C’est à cette étape de la réflexion menée avec les élèves que je propose un modèle de paragraphe généralement enseigné dans les cours de français : idée principale, idées secondaires, idée conclue. Ainsi, la réorganisation dans un plan des idées de Mon autoportrait suit ce modèle (figure 3c). Il s’agit ici d’apposer des idées propres à un domaine de la formation spécifique (les arts visuels) à une structure connue des élèves afin de mettre en évidence l’aspect transversal de certains apprentissages effectués en formation générale (structure de texte, méthodologie), notamment dans les cours de langue et littérature. Enfin, le nouveau plan de Mon autoportrait donne lieu à une version améliorée du texte (figure 3d), qui suit alors cette organisation logique visant à renforcer la cohérence. Il est important de rappeler aux élèves que l’écriture est un processus itératif. Ainsi, après la planification et la rédaction, il est utile de revoir tous les aspects de sa production : le discours, l’organisation du texte, la langue.
Lors de la première édition d’Écrire en Arts visuels, la lecture avec les élèves de la version améliorée de Mon autoportrait, exempt d’erreurs de langue et de structure, a suscité une intéressante observation de la part d’une élève : une inexactitude de la référence aux « contrastes d’Itten[6] » était présente dans le texte (rectifiée dans la figure 3d). Cette erreur de « discours » était passée inaperçue à la lecture de la version originale, alors que la classe avait été invitée à proposer des améliorations au contenu. L’intervention de l’élève a permis aux participants de constater que les impairs linguistiques et textuels pouvaient nuire à la compréhension du message, et j’en ai profité pour mettre en évidence que, finalement, la compétence langagière n’est pas qu’une affaire de « fautes d’orthographe »!
Des prolongements au projet Écrire en Arts visuels
Cette expérimentation menée au cours de l’année 2014-2015 s’est avérée positive pour les enseignants et les élèves. Aussi, dans le but que l’activité se répète l’année suivante, l’enseignant responsable de la mesure d’aide et ses collègues ont assisté à l’édition 2015-2016 du projet. Les enseignants du programme se sont ainsi approprié le contenu de l’atelier.
La prise en charge de l’amélioration de la compétence langagière par les enseignants de la formation spécifique se développe en fonction des besoins exprimés et peut donc prendre plusieurs formes. Ceux du programme Arts visuels du collège de Valleyfield ont répondu positivement à ma proposition. Cette expérience collégiale les a outillés de façon à bien encadrer leurs élèves dans la rédaction des textes qu’ils demandent dans leur discipline. Par le fait même, ils ont enrichi leur approche de l’évaluation de la compétence langagière.

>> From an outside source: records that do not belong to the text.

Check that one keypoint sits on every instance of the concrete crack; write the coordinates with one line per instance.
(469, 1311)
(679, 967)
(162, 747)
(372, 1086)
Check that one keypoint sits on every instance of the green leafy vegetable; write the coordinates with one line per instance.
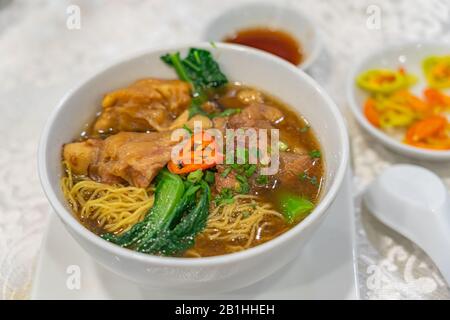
(262, 180)
(315, 154)
(209, 177)
(174, 220)
(294, 208)
(200, 70)
(195, 176)
(306, 177)
(243, 185)
(226, 172)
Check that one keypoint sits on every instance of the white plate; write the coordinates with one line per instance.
(325, 269)
(409, 56)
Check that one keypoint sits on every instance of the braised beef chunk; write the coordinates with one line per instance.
(80, 155)
(292, 165)
(135, 158)
(148, 104)
(223, 181)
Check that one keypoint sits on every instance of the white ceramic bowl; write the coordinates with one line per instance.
(410, 56)
(219, 273)
(284, 17)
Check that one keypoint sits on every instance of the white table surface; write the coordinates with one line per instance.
(40, 59)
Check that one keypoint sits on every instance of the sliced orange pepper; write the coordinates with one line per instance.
(436, 98)
(371, 112)
(426, 128)
(429, 133)
(443, 145)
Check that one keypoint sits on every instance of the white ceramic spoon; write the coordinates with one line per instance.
(414, 202)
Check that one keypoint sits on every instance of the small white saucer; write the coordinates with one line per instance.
(325, 269)
(273, 15)
(409, 56)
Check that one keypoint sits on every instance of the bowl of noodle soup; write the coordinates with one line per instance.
(116, 206)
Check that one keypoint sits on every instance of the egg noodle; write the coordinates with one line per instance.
(115, 208)
(240, 224)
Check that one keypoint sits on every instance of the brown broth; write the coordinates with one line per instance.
(277, 42)
(295, 132)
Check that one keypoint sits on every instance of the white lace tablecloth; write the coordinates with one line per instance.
(40, 58)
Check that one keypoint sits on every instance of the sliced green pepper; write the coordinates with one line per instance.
(384, 80)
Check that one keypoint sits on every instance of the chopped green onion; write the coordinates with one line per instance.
(250, 170)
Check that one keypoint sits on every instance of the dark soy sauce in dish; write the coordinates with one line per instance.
(277, 42)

Par ailleurs, en sciences humaines, des ateliers ont également été mis sur pied pour qu’Antidote soit utilisé au maximum dans le cadre d’un centre d’aide en sciences humaines, alors que d’autres programmes ont préféré commencer par se doter de règles particulières d’évaluation afin de valoriser la qualité de la langue.
La mise en place de cette culture du développement et de l’évaluation des compétences langagières en formation spécifique nécessite planification et accompagnement. Les capsules du Carrefour de la réussite intitulées Quand amélioration et valorisation de la langue riment avec planification et accompagnement[7] expliquent très bien cette condition de la réussite d’une telle entreprise.
Mon autoportrait
Lors de ce travail j’ai choisi de faire un autoportrait de moi. Il fallait faire un auto portrait pour nous représenter en utilisant des couleurs qui nous représente. J’ai fait mes recherches préparatoires en faisant des dessins de moi en me basant sur des photos. Il fallait que je fasse un portrait ¾ à la manière d’un selfie. Je l’ai donc appeler Selfie parce que c’est réellement ça le concept. Surtout que l’image vient d’un selfie. Les couleurs que j’utilise dans le travail sont chaudes parce que je suis très chaleureux comme personne. Je ne voulais pas faire comme Andy Warhol en mettant des zones de couleurs en appelât, j’ai donc utilisé beaucoup de dégradé. J’ai fait le chandail de mon portrait en abstrait pour donner du dynamisme à ma peinture.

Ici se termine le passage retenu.